What Rardi said
Rardi makes some good points about the sheeting angles. For most of us with furlers (making for lousy sail trim) and other goodies, we're not going to notice or benefit from very precise sail trimming. Pull the thing in against the spreader boots and see what you get.
The barberhaul is a good idea too; but, again, it's not the clew location that's limiting you, it's the center of the sail pulled against the shrouds. So aside from putting a crease in the sail shape, I don't know what a barberhaul is going to do for you with a 135 or 150. (Remember that barberhauls came into prominence during the early IOR, 1968-1974, when boats were deplorably wide at the shrouds and narrower sheeting angles were just a matter of sanity. We with Hunters don't have that problem.)
The one benefit to taking the genoa blocks off the rail is the preserving of the rail. Stainless-steel snatch-block shackles wreak hell on the old aluminum-- and this is a part that is, more or less, utterly irreplaceable. The constant sawing of those shackles over the years has probably cut grooves into the aluminum itself, let alone destroyed the anodizing. Wichard and some others make rubber-padded mounting eyes to install in the toerail; but they are very expensive (perhaps I should say VERY EXPENSIVE) and you'd need maybe three each side (since they don't remove very quickly, not like snatch blocks) to provide some variation in sheeting angle or for different sails. That's an investment of about $1200.

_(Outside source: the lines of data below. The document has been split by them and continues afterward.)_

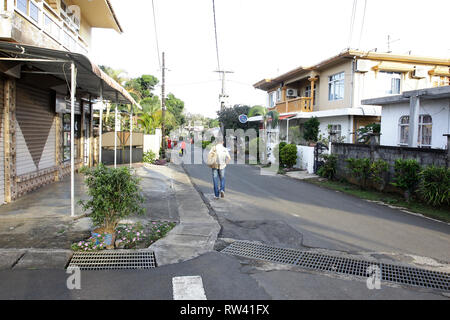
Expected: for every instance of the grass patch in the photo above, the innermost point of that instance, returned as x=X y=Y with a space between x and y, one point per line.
x=442 y=213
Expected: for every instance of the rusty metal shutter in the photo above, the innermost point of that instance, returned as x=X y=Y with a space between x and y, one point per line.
x=2 y=154
x=35 y=129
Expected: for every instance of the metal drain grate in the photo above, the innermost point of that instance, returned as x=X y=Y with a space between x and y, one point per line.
x=108 y=260
x=321 y=262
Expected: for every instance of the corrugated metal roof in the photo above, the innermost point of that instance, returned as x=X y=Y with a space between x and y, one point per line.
x=89 y=75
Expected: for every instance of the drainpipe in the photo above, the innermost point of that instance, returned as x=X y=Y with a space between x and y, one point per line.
x=72 y=138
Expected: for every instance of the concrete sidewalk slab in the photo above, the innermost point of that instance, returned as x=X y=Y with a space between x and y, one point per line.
x=44 y=259
x=198 y=230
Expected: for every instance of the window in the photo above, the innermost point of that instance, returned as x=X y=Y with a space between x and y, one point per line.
x=336 y=129
x=34 y=12
x=336 y=87
x=22 y=5
x=404 y=130
x=66 y=136
x=390 y=82
x=425 y=131
x=272 y=99
x=308 y=92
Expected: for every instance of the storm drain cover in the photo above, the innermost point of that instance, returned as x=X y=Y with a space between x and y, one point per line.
x=355 y=267
x=109 y=260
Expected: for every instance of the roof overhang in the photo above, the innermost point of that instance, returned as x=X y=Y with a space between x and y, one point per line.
x=99 y=14
x=90 y=78
x=427 y=94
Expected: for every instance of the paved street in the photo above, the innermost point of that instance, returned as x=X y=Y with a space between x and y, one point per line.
x=323 y=218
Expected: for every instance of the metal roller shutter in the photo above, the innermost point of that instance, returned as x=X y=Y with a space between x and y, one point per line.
x=35 y=129
x=2 y=154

As an alternative you could use Dyneema loops; but despite all Dyneema's strength it's still able to be cut with a knife, and rather quickly (hence the ORC requiring it for lifelines at sea) and that sharp edge of the toerail openings would make short work of it.
The one real fear I have about installing genoa track on Hunter decks is what you will do about the core material. The moment you start drilling holes in the single most vulnerable spot of any older Hunter, the moment you condemn the boat to major health concerns for ever. You'll have to provide adequate backing plates, like out of G-10; you'll have to bush all the holes with compression tubes, like out of G-10, and you'll definitely have to bed it with 5200-- and for this there is NO substitute. These are three bits of advice from my expertise which too many people with much less experience than I have seem to gainsay on here; why I don't know.
And, of course, you could always guess wrong and install the tracks on the wrong angle or at the wrong distance aft from the mast; and then what do you have?
Best, of course, is to experiment amply. You may find many other solutions that could do other things for you. The last bit of advice I read on here may be best of all-- get new sails. The boat didn't sail all that badly when it was new-- merely bringing it closer to an as-new condition may be the very safest, cheapest, and most technologically advantageous of all your options.